Over the past few years, we’ve seen this dynamic play out in real-time. In response to global financial pressures, governments—including our own—have drastically increased money supply. The cost? Rising food prices, shrinking paycheques, and eroded savings.
In the next section, we’ll explore how to protect yourself from this silent wealth drain—and why Bitcoin, with its fixed supply, is gaining serious credibility as a hedge against inflation.
Money Printer Go BRRR
At first glance, the “Money Printer Go Brrr” meme seems like harmless internet humour—just another joke born out of the chaos of the pandemic. It features U.S. Federal Reserve Chairman Jerome Powell, cartoonishly firing off cash from a printing press as if it’s the solution to every economic problem. But behind the meme is a hard truth about modern monetary policy: governments are printing money at unprecedented levels, and that has real consequences for everyday people.

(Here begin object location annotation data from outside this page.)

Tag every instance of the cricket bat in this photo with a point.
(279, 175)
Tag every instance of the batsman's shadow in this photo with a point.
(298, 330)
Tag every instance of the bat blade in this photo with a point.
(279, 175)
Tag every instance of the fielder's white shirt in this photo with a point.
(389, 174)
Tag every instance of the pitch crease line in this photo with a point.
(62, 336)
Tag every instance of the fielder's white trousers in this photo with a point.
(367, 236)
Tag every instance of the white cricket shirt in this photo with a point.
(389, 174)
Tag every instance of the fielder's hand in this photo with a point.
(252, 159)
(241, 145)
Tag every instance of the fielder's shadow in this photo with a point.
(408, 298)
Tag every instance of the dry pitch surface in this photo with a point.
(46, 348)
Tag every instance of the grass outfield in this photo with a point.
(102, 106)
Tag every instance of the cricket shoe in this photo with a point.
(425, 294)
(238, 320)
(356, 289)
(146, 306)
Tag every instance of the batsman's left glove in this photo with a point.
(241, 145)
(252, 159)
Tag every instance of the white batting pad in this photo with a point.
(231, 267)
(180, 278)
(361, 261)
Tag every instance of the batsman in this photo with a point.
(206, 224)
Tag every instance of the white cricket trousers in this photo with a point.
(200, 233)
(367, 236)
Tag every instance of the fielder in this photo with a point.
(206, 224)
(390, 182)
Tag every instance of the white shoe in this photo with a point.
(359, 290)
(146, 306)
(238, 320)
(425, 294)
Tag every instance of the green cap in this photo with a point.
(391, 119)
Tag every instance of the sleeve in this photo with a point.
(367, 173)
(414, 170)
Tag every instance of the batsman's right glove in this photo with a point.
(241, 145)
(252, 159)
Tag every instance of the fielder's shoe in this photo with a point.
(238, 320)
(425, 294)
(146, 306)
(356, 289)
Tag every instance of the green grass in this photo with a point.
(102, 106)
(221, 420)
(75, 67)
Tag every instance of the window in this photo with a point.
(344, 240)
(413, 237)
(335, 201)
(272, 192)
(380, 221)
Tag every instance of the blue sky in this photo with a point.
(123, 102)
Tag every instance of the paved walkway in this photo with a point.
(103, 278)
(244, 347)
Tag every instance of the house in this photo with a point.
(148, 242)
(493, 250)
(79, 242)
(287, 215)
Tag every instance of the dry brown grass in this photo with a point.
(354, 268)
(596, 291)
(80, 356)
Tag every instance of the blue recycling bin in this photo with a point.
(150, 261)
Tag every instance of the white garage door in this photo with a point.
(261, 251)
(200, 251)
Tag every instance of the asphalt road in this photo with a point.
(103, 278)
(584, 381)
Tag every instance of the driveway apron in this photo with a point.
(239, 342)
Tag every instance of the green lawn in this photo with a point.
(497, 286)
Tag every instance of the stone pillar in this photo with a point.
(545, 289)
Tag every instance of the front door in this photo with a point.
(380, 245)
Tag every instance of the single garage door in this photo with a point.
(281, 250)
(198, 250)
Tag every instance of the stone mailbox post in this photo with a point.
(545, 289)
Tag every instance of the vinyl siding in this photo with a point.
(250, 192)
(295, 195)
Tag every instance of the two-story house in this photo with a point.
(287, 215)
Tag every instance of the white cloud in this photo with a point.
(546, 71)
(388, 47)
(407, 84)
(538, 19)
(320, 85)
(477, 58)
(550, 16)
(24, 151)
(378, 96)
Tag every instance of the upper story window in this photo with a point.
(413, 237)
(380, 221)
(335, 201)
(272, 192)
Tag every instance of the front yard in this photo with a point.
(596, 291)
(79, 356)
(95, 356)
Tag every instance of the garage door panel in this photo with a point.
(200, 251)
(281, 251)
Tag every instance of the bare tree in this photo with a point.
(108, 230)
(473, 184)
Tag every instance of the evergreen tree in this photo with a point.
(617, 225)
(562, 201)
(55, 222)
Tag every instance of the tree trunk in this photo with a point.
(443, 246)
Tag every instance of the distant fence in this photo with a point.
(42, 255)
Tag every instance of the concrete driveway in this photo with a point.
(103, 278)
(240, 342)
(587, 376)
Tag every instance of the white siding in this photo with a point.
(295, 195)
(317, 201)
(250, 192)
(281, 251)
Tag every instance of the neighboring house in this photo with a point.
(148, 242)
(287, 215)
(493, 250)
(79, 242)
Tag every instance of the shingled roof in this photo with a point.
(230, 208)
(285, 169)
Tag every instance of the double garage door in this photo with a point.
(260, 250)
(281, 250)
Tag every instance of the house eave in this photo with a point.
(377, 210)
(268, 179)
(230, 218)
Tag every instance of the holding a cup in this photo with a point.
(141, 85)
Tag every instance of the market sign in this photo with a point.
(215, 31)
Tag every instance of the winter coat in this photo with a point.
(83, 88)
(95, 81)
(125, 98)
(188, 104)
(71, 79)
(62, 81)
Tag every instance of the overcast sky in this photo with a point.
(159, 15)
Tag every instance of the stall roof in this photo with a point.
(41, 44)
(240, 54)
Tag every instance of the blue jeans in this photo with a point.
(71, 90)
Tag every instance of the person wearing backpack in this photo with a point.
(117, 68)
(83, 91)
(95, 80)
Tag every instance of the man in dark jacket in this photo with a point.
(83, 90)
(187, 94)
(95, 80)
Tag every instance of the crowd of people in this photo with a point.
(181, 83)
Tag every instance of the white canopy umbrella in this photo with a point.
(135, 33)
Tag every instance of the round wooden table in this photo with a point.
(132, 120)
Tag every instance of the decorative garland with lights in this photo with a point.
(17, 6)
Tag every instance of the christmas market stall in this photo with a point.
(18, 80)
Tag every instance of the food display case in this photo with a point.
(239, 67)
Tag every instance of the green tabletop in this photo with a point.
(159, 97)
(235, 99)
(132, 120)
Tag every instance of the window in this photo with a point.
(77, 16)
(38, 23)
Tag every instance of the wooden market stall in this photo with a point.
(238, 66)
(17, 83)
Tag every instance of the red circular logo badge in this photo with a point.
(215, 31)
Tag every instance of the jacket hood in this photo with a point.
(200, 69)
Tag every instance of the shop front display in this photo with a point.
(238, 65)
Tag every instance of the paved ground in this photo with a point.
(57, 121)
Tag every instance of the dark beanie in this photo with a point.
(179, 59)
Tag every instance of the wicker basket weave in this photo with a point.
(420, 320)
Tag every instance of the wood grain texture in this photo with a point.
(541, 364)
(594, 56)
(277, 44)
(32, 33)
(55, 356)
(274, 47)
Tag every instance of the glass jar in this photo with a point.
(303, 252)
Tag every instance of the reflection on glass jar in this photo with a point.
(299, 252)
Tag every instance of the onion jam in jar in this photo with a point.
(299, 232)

The idea behind the meme is rooted in a policy called Quantitative Easing (QE). This is where central banks, like the U.S. Federal Reserve, inject money into the economy by purchasing government bonds and other financial assets. The goal is to increase liquidity, lower interest rates, and stimulate spending during periods of economic slowdown. On paper, QE is meant to encourage borrowing, boost consumer confidence, and spark investment. And during times of crisis—like the 2008 financial crash or the COVID-19 pandemic—it can provide short-term relief.
But here’s the catch, printing money doesn’t create value. It creates more currency units chasing the same amount of goods and services, which inevitably leads to inflation. Prices rise, not because things are becoming more valuable, but because your money is becoming less valuable. This is the key insight captured in the meme. When the “money printer goes brrr,” it sounds efficient, maybe even necessary—but what it’s really doing is diluting your purchasing power.
And this isn’t theoretical. In March 2020, the U.S. Federal Reserve slashed interest rates to near zero and announced it would purchase $700 billion in bonds and mortgage-backed securities to “support the economy” through the pandemic. What followed was a stock market boom, a crypto surge, and eventually, one of the highest inflation spikes in decades. In June 2022, U.S. inflation hit 9.1%—the highest in over 30 years.
While QE may help financial markets in the short term, it often has damaging long-term effects for the real economy. And when inflation gets out of control, central banks are forced to raise interest rates aggressively to cool things down, which can lead to economic slowdowns or even recessions. This push and pull—first print money to grow, then hike rates to contain inflation—is a cycle we’ve seen play out repeatedly.
The lesson here is simple, money printing has consequences. It may look like a quick fix, but it’s a dangerous game. The meme may have made us laugh, but the reality behind it is anything but funny. If you’re feeling like your money doesn’t stretch as far as it used to, it’s not just your imagination. It’s policy—and it’s the inevitable result of a system built on short-term relief at the cost of long-term stability.